The award novelist Mohsin Hamid was a guest on the Ezra Klein show to discuss his latest book “The Last White Man.” The conversation is worth listening to in full since it covers a lot of ground around race, identity, algorithmic thinking and lots more. In this blog post I just wanted to draw attention to one part of the conversation, where they discuss the impact of current and new technologies on us as individuals and as a society.
I particular I liked the idea of that today’s social media culture described as “machine based sorting + prediction culture” and the implications of that. I am reminded of what Yuval Harari once described his experience of coming out as gay when he was 21 and wondering what it would have been like if he had grown up in today’s social media environment. He argues that Facebook or YouTube algorithms would have “known” of his sexual orientation before he would have. As he said, “there is something incredibly, like, deflating for the ego, that this is the source of this wisdom about myself, an algorithm that followed my movements?” He goes on to suggest that a consequence of algorithms knowing “us” better than we know ourselves is that our brains can be hacked. For instance if Coca-Cola knew he was gay (even before he knew it) it could target ads to him and influence his behavior, without his ever being cognizant of it.
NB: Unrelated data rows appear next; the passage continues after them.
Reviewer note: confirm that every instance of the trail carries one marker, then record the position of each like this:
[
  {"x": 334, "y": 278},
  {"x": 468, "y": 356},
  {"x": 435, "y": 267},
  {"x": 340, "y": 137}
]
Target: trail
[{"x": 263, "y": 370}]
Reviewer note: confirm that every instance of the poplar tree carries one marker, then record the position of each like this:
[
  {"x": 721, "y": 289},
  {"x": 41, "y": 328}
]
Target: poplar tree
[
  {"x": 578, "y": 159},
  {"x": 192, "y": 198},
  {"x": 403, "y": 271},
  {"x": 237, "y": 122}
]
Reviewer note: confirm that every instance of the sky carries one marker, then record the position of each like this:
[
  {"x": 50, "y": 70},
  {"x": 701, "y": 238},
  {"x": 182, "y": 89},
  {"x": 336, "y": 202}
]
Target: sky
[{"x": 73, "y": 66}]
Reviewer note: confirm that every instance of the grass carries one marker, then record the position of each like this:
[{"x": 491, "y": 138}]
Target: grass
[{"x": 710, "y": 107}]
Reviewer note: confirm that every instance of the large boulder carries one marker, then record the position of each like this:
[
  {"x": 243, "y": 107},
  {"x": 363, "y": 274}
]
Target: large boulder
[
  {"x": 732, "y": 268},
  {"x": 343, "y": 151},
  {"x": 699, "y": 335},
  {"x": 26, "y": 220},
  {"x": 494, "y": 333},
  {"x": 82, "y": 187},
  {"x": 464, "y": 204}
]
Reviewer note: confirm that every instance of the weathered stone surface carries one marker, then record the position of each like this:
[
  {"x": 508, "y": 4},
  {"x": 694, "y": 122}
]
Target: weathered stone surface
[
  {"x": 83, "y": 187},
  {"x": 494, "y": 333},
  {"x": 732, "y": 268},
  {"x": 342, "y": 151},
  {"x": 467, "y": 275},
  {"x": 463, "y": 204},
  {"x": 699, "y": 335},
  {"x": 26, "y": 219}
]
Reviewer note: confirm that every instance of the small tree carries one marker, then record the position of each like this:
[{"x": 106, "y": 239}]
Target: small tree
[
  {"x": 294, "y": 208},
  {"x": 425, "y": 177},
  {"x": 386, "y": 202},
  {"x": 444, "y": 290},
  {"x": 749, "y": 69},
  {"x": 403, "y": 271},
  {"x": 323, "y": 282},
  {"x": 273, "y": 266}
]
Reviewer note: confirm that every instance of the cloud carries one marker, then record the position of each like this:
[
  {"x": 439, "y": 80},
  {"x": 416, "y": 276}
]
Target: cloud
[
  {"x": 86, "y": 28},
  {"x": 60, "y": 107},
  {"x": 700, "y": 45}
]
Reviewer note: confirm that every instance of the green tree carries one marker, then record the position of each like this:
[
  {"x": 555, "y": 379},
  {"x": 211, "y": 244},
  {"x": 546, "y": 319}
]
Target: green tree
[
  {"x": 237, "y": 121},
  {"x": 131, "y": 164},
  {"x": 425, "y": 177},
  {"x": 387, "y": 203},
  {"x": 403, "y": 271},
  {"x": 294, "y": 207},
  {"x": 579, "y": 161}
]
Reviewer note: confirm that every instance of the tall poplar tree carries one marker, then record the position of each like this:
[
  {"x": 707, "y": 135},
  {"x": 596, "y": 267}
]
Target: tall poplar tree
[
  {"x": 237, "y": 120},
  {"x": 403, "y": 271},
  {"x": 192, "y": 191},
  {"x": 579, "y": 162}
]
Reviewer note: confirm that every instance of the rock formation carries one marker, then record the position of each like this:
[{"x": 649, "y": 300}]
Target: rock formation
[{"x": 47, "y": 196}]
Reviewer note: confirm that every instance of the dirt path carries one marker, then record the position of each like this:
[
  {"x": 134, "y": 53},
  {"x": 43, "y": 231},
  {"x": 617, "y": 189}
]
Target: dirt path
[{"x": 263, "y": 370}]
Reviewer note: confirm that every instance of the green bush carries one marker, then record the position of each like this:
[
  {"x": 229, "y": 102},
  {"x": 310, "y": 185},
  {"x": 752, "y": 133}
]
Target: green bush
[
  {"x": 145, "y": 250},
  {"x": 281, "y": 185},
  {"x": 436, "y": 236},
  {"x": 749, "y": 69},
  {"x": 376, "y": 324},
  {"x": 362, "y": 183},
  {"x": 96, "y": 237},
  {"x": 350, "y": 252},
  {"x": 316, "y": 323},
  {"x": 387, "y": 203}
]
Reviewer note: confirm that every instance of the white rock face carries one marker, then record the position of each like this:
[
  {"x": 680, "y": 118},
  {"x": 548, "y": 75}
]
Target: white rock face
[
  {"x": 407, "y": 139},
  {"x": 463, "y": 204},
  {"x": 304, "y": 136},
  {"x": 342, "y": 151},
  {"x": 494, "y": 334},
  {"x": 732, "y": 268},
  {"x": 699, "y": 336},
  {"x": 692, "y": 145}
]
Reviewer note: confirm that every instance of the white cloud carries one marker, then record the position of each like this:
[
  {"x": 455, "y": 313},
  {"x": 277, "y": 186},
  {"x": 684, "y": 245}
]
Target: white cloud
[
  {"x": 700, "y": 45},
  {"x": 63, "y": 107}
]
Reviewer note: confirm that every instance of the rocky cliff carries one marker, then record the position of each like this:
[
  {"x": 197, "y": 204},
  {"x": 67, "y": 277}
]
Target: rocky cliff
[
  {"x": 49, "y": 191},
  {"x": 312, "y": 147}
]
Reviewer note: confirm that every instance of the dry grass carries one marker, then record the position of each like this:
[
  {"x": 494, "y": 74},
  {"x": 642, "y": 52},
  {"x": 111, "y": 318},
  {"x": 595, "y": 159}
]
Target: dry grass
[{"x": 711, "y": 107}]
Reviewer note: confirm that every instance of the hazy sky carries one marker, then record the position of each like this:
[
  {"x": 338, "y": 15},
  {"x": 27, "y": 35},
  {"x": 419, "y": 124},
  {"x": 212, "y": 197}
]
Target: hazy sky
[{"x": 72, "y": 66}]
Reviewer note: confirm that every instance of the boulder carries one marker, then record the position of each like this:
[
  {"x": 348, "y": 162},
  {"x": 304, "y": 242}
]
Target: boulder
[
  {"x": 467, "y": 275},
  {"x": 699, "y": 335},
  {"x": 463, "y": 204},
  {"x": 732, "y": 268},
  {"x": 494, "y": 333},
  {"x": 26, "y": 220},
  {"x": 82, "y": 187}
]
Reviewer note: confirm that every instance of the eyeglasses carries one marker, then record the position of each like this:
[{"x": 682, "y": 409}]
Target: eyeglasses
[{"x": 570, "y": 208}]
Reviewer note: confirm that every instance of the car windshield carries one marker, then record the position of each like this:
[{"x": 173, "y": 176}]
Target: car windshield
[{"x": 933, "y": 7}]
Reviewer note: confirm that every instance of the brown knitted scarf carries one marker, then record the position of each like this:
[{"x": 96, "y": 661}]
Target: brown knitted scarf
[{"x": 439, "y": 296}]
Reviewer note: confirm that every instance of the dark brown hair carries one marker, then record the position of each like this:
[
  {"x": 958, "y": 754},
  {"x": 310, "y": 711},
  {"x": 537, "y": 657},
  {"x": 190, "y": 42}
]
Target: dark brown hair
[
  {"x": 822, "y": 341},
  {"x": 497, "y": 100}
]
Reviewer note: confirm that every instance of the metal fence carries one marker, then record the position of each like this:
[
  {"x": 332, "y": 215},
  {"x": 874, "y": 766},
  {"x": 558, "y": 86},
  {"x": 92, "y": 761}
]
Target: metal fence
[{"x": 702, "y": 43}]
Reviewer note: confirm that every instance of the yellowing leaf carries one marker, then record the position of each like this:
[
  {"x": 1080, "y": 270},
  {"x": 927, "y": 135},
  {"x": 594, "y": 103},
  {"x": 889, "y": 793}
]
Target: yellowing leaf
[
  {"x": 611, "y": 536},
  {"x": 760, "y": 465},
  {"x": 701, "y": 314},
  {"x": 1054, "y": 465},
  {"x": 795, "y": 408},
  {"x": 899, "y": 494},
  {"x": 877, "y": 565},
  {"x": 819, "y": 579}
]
I am including below some key quotes from the conversation Ezra Klein had with Mohsin Hamid. It seems to me that the ideas in the quote below flow well from my previous three posts about unpacking McLuhan (I, II, III).
Some key quotes:
Mohsin Hamid: … in our current technological, cultural moment, what’s happening is that, as we merge with our screens — and we spend an enormous amount of time staring into our screens and doing things with them — we’re encountering a sort of a machine culture that is, by its very nature, sort of sorting-based. A huge amount of our cultural activity now is sorting things. Do I like this or not like this, do I follow this person or not follow this person, does this person like me or not like me? And if I identify a meaningful aspect of their identity, which is not like me, the person is fundamentally, in some way, opposed to me and in conflict with me. And what we have to do, for a lot of people, is to separate from or, even worse, extinguish the people who are not like us
Ezra Klein: … I think you’re heavily talking here about social media technologies, about identity technologies online, about the way we spend our time and have things given to us now digitally — round one was sorting and round two has been prediction, both in terms of all the algorithms predicting what we’ll like, and in that way shaping what we end up liking, but also in the sense of the political campaigns that unleashed their algorithms on huge amounts of consumer data to figure out who we’re going to vote for, the advertising campaigns that are sorting us into this kind of consumer, that kind of consumer. And there’s an interesting way in which the lived economic reality of endless prediction conflicts with what we tell children and sometimes tell ourselves, which is that we’re all individuals, we’re all special, you can’t judge people by their group or their appearance because you’ll get it wrong.
MOHSIN HAMID: I think that’s right. And I think that, for me, one thing which is very interesting is, when we talk about going from sorting to prediction — which I think is correct, that is something that’s happening — we tend to imagine that predicting is an observational activity. In other words, that technology is allowing us to see where we might go as individuals and to predict. But I think that prediction is actually much more perniciously a behavior modification activity. In other words, making us into more predictable beings.
And that, I think, is by far the greater danger. In other words, if we want to be able to predict people, partly we need to build a model of what they do, but partly we would want them to be predictable. They should be inclined towards doing certain things. And so if you take somebody with the sorting mechanism, if you give them information that plays upon humans’ innate sense of prioritizing the information about threats — economic threats, racial threats, we prioritize that information — what begins to happen is it’s not just that the way we were going to behave remains unchanged. The way we are going to behave also changes. And it changes in predictable ways.
So it isn’t simply the case that machines are better able to understand humans. It is also the case that machines are making human beings more like machines, that we are trying to rewrite our programming in such a way that we can be predicted. And for me, that’s the more frightening aspect of the shift from sorting to prediction.